Checking again the thread from March, the information provided by Microsoft is still not enough to decide how to specify the use of DisplayOperatorMinHeight. I didn't get any reply to https://lists.w3.org/Archives/Public/www-math/2023Feb/0023.html

khaledhosny commented 8 months ago

I did some experiments and I think this is essentially a bug in MS implementation. The DisplayOperatorMinHeight is not used at all (whatever value it takes makes no difference, even 0). What is being used instead is DelimitedSubFormulaMinHeight.

I tested by having integrals of different heights and changing DisplayOperatorMinHeight repeatedly to match either the full height or the ascender of the desired glyph, but nothing changed. Doing the same with DelimitedSubFormulaMinHeight, however, always resulted in the desired glyph being used based on the full height of the glyph.

khaledhosny commented 8 months ago

This seems to be consistent with the glyph sizes in Cambria Math. The DelimitedSubFormulaMinHeight is 3000 while the second integral and summation glyph height are 2768 and 2311 respectively, so they are not selected and the third glyphs whose heights are 4405 and 3910 are selected.

khaledhosny commented 7 months ago

I submitted this for OpenType spec https://github.com/MicrosoftDocs/typography-issues/issues/1136

fred-wang commented 6 months ago

@khaledhosny Thanks Khaled! So it looks like MathML Core's implementation of displayOperatorMinHeight is correct and this issue can be closed... however engines will probably have to keep some hack around for backward compatibility...

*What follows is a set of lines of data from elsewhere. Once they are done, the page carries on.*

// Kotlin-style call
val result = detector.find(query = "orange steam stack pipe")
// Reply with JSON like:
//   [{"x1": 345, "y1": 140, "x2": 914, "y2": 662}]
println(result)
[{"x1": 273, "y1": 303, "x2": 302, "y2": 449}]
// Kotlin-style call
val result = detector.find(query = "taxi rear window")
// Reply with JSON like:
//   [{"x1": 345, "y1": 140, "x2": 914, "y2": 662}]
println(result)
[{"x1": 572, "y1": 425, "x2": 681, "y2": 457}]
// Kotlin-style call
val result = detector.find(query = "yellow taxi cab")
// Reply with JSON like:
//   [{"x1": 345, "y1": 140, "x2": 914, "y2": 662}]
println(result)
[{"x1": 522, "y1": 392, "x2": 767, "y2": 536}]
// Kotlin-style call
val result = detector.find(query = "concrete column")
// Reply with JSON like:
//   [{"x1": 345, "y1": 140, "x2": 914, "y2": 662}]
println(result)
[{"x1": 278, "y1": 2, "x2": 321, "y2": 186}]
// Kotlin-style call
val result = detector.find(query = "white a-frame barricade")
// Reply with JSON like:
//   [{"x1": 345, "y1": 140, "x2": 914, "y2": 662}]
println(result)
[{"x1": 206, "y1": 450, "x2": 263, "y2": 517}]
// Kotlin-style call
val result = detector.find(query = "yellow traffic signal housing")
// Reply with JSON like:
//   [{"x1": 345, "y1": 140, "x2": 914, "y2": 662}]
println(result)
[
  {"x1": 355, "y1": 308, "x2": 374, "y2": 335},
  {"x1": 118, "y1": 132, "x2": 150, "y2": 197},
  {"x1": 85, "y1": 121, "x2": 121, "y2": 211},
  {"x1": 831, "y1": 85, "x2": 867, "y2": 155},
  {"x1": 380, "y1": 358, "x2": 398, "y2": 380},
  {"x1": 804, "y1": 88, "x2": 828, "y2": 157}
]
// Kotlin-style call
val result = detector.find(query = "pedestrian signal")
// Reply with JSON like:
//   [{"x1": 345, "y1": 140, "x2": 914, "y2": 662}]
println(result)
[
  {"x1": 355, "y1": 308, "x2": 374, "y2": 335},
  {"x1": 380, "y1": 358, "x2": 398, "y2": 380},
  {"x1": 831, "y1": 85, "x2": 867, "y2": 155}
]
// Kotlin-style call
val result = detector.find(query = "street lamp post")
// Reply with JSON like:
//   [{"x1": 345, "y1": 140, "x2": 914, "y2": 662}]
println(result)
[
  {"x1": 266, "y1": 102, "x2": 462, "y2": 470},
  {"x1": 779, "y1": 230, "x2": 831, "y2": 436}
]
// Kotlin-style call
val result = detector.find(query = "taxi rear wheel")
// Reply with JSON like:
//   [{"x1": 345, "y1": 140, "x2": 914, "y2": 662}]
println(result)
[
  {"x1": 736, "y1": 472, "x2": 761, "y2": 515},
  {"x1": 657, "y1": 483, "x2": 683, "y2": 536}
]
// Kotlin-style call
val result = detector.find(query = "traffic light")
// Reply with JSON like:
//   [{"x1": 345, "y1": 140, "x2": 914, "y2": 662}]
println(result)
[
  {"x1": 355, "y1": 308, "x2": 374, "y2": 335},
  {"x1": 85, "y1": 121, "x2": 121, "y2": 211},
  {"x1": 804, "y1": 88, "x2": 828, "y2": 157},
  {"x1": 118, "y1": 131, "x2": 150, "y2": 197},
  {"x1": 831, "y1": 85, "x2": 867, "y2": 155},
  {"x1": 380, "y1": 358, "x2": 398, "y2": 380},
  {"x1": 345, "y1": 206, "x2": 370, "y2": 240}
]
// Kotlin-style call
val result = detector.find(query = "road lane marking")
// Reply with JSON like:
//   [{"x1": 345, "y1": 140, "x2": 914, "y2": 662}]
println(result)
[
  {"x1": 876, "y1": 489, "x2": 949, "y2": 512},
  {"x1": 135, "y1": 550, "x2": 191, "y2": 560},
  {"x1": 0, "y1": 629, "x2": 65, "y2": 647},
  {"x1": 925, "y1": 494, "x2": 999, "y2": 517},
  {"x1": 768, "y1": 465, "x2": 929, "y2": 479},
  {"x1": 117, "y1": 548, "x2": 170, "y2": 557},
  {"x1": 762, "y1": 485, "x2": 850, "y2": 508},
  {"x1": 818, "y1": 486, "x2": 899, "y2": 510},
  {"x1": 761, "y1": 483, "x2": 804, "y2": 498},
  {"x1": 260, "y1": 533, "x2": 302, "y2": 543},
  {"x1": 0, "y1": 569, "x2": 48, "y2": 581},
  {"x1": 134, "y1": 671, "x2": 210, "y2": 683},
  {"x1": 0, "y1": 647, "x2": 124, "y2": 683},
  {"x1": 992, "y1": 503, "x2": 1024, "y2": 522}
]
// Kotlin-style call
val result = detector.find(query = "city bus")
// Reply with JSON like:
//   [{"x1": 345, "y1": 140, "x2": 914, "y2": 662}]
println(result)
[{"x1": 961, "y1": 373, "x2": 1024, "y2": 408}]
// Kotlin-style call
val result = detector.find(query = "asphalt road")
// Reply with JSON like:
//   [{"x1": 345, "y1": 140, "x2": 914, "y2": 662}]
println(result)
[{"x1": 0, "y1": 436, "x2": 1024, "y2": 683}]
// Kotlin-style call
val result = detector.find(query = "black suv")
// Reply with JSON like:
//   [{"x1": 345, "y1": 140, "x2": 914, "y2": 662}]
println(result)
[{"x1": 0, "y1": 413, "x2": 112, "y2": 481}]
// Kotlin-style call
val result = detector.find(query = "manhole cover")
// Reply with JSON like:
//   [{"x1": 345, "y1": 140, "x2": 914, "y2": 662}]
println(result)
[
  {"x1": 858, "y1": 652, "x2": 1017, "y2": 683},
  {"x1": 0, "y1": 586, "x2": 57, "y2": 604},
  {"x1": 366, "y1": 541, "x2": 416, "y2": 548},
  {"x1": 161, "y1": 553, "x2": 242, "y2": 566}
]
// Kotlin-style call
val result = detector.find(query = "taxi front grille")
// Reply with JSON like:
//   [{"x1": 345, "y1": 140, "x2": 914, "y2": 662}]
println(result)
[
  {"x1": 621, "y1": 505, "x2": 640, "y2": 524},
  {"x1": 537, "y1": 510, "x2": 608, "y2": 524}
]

I wonder if such a hack should be done in HarfBuzz though, maybe https://harfbuzz.github.io/harfbuzz-hb-ot-math.html#hb-ot-math-get-constant should invert DisplayOperatorMinHeight and DelimitedSubFormulaMinHeight for some fonts that are known to have the bug (e.g. Cambria Math up to a version)?

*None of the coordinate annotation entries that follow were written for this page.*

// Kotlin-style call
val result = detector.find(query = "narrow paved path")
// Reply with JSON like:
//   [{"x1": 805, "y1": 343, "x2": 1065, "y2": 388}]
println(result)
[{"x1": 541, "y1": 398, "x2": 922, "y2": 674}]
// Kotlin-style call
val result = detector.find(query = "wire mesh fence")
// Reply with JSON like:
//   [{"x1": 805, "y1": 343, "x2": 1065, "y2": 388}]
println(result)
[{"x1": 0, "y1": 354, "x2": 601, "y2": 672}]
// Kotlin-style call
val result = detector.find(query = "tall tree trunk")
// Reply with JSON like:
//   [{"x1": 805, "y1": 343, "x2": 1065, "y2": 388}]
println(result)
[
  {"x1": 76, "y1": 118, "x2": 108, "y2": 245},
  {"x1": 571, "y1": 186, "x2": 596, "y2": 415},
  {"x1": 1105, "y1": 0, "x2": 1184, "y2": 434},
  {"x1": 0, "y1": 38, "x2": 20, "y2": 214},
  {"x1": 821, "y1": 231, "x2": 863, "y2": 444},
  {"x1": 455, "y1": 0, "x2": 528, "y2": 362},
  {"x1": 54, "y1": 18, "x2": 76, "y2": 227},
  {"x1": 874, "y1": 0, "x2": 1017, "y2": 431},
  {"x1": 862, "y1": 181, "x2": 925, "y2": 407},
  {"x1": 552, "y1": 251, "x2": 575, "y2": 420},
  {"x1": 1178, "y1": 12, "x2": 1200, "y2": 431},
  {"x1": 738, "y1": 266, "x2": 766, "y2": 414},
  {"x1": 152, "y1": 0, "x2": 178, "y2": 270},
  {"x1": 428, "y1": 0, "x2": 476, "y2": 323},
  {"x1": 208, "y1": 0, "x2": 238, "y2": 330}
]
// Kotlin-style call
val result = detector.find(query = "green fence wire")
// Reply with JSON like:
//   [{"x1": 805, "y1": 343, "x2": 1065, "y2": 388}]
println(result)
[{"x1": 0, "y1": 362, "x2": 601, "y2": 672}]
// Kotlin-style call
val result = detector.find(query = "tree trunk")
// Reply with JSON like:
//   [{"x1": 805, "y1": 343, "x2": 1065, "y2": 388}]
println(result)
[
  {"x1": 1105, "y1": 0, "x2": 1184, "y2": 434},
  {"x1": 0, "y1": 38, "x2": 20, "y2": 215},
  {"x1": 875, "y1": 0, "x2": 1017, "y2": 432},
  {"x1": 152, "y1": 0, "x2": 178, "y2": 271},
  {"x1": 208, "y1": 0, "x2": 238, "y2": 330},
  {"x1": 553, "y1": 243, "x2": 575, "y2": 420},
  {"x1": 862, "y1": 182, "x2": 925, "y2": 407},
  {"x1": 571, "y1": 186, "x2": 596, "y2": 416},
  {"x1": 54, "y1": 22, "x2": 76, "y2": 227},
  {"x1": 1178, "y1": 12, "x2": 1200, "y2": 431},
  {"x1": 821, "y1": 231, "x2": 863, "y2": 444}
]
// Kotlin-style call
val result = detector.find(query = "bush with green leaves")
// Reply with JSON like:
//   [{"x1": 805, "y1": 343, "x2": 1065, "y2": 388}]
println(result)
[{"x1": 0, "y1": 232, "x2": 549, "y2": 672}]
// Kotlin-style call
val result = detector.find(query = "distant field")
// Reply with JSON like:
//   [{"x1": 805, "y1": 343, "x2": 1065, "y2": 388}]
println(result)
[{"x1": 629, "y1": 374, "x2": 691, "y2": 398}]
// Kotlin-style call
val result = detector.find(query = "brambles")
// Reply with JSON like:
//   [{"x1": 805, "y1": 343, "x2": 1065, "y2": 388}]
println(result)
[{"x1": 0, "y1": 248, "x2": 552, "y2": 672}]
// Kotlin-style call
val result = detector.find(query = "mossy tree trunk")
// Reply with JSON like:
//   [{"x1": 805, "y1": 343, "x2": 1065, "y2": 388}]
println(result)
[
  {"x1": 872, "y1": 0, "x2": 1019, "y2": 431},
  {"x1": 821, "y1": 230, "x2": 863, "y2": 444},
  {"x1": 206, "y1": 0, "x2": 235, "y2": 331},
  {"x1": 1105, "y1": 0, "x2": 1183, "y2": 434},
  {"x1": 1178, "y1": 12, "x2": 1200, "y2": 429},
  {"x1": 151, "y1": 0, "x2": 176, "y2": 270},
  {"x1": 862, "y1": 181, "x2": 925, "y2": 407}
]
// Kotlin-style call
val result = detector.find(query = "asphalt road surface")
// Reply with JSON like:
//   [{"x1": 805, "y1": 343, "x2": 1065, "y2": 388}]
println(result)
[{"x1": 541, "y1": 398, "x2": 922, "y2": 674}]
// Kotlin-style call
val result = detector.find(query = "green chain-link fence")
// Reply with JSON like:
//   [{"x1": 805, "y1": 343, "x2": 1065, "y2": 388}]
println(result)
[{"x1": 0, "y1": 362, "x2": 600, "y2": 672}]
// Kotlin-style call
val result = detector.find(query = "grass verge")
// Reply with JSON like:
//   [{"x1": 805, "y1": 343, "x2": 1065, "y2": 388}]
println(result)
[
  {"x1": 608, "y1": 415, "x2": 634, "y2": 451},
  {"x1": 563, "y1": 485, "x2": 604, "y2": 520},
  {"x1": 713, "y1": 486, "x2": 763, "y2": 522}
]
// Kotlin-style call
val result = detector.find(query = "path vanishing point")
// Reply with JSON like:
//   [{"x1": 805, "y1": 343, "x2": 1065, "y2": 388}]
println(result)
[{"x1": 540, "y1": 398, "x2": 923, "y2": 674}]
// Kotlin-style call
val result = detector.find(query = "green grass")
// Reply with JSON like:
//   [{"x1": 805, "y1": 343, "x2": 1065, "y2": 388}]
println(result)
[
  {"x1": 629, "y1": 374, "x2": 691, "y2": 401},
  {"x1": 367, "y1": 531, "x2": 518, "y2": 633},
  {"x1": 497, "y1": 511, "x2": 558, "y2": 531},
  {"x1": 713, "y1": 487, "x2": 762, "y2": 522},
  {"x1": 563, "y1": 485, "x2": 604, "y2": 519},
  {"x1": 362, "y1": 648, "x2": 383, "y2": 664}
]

khaledhosny commented 6 months ago

I wonder if such a hack should be done in HarfBuzz though, maybe https://harfbuzz.github.io/harfbuzz-hb-ot-math.html#hb-ot-math-get-constant should invert DisplayOperatorMinHeight and DelimitedSubFormulaMinHeight for some fonts that are known to have the bug (e.g. Cambria Math up to a version)?

Probably. Please open an issue in HarfBuzz tracker to see what others think about it.